Our mental fantasy of what a robot should look like is so clouded by movies that many of us would struggle to identify a real one, writes Quentin Cooper.
Gort in the original The Day The Earth Stood Still; Bender from Futurama; the huge Talos in Jason & The Argonauts; Robby in Forbidden Planet; the Gunslinger in Westworld; Huey, Dewey & Louie in Silent Running; ED-209 from Robocop, and the (admittedly obscure) Yo-Yo in 70s TV series Holmes & Yo-Yo. They’re just a few of my favourite film robots, and that’s without bringing in androids, replicants, cyborgs or semi-sentient computers.

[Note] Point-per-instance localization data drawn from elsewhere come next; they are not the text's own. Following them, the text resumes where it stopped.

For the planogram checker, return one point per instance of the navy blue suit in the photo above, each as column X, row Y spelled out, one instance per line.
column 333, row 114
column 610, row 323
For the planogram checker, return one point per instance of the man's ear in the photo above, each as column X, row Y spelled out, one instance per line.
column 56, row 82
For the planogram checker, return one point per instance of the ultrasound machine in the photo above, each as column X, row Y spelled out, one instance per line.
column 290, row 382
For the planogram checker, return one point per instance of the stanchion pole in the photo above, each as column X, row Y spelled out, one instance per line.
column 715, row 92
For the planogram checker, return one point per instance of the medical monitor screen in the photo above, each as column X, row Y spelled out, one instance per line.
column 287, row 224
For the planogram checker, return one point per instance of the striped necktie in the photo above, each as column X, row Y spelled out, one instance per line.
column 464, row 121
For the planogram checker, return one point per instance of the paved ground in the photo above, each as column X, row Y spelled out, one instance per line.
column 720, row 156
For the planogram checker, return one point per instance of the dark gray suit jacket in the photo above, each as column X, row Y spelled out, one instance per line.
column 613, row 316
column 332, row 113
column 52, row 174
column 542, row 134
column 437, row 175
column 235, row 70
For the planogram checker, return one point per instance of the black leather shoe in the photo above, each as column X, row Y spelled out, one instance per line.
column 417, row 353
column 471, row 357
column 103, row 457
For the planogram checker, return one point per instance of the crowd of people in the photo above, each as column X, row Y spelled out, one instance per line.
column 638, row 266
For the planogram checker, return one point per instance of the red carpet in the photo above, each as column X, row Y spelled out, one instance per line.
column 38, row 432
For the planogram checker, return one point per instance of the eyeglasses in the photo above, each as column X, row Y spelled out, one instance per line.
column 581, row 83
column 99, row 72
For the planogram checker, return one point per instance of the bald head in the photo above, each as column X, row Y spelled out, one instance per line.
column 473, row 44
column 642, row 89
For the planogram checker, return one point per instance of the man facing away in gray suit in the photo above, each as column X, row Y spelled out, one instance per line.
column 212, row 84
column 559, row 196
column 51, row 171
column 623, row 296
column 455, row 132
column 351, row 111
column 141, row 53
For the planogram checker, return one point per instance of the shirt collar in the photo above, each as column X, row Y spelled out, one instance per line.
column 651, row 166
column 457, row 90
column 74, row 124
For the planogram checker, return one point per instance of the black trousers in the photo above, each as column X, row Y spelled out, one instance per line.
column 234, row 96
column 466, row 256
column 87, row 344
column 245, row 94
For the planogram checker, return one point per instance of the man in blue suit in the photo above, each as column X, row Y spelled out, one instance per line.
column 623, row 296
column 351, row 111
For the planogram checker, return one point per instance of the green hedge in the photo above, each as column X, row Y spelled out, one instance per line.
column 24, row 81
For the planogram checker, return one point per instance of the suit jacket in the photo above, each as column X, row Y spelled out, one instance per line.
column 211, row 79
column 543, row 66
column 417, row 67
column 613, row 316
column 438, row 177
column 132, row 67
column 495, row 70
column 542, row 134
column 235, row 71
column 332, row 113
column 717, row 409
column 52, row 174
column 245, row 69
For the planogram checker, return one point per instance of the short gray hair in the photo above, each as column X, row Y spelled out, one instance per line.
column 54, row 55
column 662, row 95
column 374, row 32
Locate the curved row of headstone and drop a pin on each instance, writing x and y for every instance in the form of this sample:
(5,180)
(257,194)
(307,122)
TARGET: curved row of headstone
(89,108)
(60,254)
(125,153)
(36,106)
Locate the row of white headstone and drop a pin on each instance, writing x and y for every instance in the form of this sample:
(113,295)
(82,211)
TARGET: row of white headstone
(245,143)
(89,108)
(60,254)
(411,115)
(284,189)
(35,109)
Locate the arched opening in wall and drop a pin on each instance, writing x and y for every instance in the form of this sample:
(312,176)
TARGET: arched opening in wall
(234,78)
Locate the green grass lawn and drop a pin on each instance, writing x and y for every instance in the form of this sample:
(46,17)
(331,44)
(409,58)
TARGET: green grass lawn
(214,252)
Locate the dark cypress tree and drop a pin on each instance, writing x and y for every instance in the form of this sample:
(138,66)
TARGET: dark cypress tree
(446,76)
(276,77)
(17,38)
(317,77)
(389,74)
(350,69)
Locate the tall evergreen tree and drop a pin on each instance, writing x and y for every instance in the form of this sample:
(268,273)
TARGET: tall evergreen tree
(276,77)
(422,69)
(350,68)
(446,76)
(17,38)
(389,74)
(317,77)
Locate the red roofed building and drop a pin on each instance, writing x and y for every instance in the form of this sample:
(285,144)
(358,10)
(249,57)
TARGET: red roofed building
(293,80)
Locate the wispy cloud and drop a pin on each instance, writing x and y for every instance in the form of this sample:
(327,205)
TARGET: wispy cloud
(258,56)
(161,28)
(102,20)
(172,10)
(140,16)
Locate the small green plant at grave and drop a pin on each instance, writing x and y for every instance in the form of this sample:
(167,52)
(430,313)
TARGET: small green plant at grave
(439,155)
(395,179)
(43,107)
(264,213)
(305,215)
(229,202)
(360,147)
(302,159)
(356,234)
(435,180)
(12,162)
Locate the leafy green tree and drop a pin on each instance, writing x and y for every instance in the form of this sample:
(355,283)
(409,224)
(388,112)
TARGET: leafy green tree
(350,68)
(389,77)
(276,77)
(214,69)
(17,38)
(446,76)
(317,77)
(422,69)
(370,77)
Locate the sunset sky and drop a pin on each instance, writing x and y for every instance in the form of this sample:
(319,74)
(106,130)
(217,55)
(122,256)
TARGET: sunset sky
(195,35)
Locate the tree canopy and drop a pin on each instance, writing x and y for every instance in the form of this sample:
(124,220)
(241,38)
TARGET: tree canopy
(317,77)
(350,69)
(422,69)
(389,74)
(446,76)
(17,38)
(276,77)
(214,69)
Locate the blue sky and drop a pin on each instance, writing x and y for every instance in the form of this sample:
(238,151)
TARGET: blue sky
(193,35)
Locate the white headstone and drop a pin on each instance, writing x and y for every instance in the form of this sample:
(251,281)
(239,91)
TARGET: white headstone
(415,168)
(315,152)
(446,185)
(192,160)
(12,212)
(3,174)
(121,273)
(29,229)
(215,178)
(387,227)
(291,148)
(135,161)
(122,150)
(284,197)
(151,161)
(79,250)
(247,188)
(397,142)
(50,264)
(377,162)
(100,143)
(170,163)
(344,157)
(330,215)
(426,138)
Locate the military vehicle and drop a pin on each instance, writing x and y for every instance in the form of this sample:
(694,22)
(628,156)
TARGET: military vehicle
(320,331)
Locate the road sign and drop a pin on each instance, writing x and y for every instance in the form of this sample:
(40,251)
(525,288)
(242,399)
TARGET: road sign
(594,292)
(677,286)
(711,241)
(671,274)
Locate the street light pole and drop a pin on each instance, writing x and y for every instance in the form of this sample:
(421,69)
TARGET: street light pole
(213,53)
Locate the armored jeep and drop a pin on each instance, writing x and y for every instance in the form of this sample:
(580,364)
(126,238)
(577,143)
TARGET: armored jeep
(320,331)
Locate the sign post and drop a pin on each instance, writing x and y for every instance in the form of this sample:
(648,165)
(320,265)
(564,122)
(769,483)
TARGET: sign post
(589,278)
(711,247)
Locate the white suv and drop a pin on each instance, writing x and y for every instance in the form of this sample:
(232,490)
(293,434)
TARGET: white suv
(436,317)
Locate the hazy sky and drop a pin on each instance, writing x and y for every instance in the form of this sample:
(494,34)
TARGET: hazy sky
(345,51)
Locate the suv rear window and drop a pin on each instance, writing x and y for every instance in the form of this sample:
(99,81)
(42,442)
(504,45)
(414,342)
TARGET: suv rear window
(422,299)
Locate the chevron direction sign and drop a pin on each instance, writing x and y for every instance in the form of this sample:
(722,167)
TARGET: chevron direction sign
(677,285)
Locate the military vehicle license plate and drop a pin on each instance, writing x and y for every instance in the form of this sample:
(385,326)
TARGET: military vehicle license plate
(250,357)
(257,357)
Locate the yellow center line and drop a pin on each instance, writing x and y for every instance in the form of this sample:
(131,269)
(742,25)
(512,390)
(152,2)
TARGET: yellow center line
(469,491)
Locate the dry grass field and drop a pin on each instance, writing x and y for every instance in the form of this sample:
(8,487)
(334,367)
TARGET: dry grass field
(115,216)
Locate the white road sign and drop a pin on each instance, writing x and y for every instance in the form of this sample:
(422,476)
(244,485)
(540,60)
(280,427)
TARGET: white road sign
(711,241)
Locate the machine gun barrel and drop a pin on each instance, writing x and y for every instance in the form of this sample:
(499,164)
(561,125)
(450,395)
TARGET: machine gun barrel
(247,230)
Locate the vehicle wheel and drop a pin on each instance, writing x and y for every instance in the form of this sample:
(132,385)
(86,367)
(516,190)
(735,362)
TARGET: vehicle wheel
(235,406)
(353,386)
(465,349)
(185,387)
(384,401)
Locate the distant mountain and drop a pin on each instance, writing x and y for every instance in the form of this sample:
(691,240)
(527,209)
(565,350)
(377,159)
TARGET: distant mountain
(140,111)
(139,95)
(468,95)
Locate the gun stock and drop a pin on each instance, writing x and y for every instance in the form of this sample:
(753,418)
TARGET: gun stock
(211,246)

The list rushed through my head this week when I read the news that the online bookstore-turned Aladdin’s cave Amazon had bought a robotics firm called Kiva. Could the firm do for robotics what its Kindle has done electronic books? Would we all soon have sophisticated personal robots at our side... or at least to tuck us up in bed with an electronic story? In short, the answer seems to be a disappointing no. Kiva builds “order fulfilment solutions” – hi-tech, and no doubt sophisticated, orange wagons for retrieving orders in warehouses. But orange wagons nonetheless.
Like a lot of people, I find it hard to separate robots that exist from their all pervasive fantasy-world counterparts. In part, that’s because ever since George Melies’ The Clown and the Automaton in 1897 we have been fed a slow drip diet of walking, talking mechanoids. And there’s always something new along to reinforce it: like the recent Simpsons episode where Mr Burns replaces all the power plant workers with Asimo-style robots, all voiced by Brent Spiner, best known as Star Trek’s android Data.
The real ones have walked or, far more often, not walked among us for over half a century. They are in every part of the world in ever increasing numbers – an estimated 150,000 new ones took up their places last year (according to the International Federation of Robotics). And yet the mental profile many of us have of them is so inaccurate we would struggle to identify a robot if it appeared in front of us.
Unimate, the first industrial robot began working at a General Motors factory in New Jersey in 1961, lifting and stacking chunks of hot metal straight from a die-stamping machine. Its inventor, who had the wonderfully futuristic name of George Devol, only died last year. Although Unimate was an impressive bit of design, robots have taken huge strides since then – not literally, that’s The Iron Giant you’re probably thinking of – with major advances in every aspect of how they look and see, react and interact, compute and cogitate.
And nowhere is that more apparent than in Japan – one of the few societies that has embraced robots “in the wild”. There, robots are considered one of the country’s best hopes of meeting the challenge of its ageing population - there are now more than five million people in the country born before the word “robot” was even introduced by Karel Capek in his 1920 play R.U.R.
As a result, Japanese researchers recently unveiled a whole mechanised army developed specifically to tend to the elderly, from the Hospi-Rimo robot to keep them linked to doctors and others, to a 24 fingered hair-washing robot, to a robot bed that morphs into an electric wheelchair.
If that sounds like a seniors version of Transformers, then there’s definite shades of Iron Man to another of their advances - a robotic suit designed to give the infirm extra strength and mobility. I have visions of Tokyo at the mercy of a new kind of armoured centurion, 100+ year olds stomping around in all all-powerful exo-skeletons like wrinkly Mechagodzillas.
Of course the reality of most robots is that they are designed to do all sorts of repetitive, difficult and dangerous tasks - including, perhaps most famously, the kind of bomb disposal shown in 2009’s The Hurt Locker. The trailer-towing machine in the film’s opening scenes is an HD-1 made by Tennessee company Remotec, and it’s almost unique in cinema history in being a reasonably faithful representation of a robot. Particularly because the HD-1 isn’t made to look slickly hi-tech: it requires delicate handling and struggles with the conditions. It features in one of the tensest sequences in a recent best picture Oscar-winner....and yet I doubt anyone would nominate HD-1 – even if they knew its name – as a favourite fictional robot.
The dominance of the real by the imaginary is so great I used to wonder what would happen if you went out on the street with a mime artist dressed in something that looks vaguely futuristic and with their face painted silver, and got them to slowly and “robotically” respond to commands. I suspected quite a few passers-by would be likely to believe this was the latest robot out of the labs in Japan. More likely than if you showed them a bed that transformed into a wheelchair or something with 24 fingers that gave you a cut and blow dry.
I say used to wonder, because earlier this week I was talking to one of the UK’s best known roboticists, Noel Sharkey, Professor of Artificial Intelligence and Robotics at Sheffield University, and I told him about my robo-mime idea. “Already been done”, he told me. “I know a couple of ‘people robots’ who act it out all the time”. And is anyone fooled? “Really fooled”, he laughed, “one of them was pretending to be R2D2 in Dublin and she got kicked down the stairs... by boys who thought she was a machine. So she was pretty convincing even when she screamed”. Maybe that’s a job for a real robot instead.